One of the most visible outcomes of the professional publishing model launched with Galenos is the standardization of article layout and page design. The journal’s typography and page hierarchy now follow a more consistent template, and the resulting uniformity in headings, section flow, figure and table placement, and reference presentation has significantly improved both the readability and the traceability of scientific content, as can already be seen in recent articles published under the new model (Kumru et al., 2025). The active use of the Manuscript Manager online system for submissions and peer review has helped support a more orderly, traceable, and transparent interaction among authors, editors, and reviewers.

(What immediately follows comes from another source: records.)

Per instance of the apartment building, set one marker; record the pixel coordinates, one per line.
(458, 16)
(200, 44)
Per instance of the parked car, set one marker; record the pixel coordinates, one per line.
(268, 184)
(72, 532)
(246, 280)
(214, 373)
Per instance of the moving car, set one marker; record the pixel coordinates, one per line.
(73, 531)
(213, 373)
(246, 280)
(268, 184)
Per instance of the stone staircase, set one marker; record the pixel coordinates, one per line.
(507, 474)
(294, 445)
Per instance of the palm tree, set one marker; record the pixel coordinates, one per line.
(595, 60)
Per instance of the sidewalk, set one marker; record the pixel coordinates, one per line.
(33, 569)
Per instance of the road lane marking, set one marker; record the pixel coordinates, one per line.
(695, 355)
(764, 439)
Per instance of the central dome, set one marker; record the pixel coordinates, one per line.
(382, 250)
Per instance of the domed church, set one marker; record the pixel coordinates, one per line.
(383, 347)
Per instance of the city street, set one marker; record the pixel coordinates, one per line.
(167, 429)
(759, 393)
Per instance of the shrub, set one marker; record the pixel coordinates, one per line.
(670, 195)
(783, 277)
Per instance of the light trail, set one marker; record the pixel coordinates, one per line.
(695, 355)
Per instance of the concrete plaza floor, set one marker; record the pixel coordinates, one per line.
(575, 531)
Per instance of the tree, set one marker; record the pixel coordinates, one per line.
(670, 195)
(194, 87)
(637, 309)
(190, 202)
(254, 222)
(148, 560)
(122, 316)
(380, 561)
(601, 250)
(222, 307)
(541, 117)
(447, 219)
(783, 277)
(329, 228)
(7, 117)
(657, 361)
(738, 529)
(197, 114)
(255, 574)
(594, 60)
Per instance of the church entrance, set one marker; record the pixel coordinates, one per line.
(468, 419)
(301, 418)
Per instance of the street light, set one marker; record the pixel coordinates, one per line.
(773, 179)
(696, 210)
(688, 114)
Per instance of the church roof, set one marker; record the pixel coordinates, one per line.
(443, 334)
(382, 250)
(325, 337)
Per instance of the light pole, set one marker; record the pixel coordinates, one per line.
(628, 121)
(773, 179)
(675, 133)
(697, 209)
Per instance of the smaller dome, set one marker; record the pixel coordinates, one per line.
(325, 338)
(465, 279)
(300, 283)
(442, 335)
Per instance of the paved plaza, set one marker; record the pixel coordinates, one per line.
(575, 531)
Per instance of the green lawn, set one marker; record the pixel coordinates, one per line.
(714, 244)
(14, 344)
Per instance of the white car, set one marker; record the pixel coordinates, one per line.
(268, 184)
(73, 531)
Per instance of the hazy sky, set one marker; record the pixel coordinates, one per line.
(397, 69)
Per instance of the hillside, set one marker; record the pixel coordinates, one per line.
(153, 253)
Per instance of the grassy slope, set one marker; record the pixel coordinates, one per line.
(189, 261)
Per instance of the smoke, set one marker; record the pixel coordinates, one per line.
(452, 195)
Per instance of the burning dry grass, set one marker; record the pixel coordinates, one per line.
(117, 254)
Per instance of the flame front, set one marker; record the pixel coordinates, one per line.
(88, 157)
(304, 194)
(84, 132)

Therefore, TUJNS has moved toward a structure that not only preserves content quality but also makes its publishing processes more institutionalized and measurable.
As shown in Table 1, although the transition to a professional publisher, the renewed web infrastructure, and the Manuscript Manager submission system took effect only in the second half of 2025, their impact began to be felt almost immediately. Compared with 2024, the total number of submissions increased in 2025; the number of submitting countries increased from 9 to 17; and submissions from outside Türkiye strengthened markedly in both absolute number and proportional share. Notably, the number of submissions from Türkiye remained broadly stable, while its share of total submissions decreased substantially. At the same time, manuscripts began to arrive from a much wider range of countries. Together, these patterns indicate that TUJNS has already begun to gain broader international visibility and appeal. We believe that this trend will become even more pronounced in the coming years, enabling the journal to move more decisively toward becoming a truly global journal and allowing this internationalization to contribute positively to its scientific quality, selectivity, and overall publishing standards.
The rise in total submissions to TUJNS in 2025, the marked increase in the number of countries submitting to the journal, and especially the strengthening of submissions from outside Türkiye show that the journal’s growing international visibility has already begun to produce tangible outcomes. This development is also clearly reflected in the content we publish. In 2024, the journal established a strong thematic foundation ranging from basic biology studies, such as yeast metabolism (Yilmazer & Karaer Uzuner, 2024), to ecological research, such as benthic habitat classification (Tekeli & Aslan, 2024). In 2025, this foundation deepened in a biomedical direction through in silico cancer analyses (Tokcaer Keskin, 2025), and in the second issue of 2025, it broadened even further through work in natural product chemistry and biological activity, environmental health, and applied biotechnology (Awad et al., 2025; Ozojiofor et al., 2025; Servi et al., 2025). Taken together, these developments show that TUJNS has not only grown in volume but is also moving toward a more mature publication profile in terms of subject range, methodology, and international reach. As this trend continues, we believe that both the journal’s scientific impact and publication quality will be elevated, further consolidating TUJNS’s position as a more visible natural sciences journal on the global stage.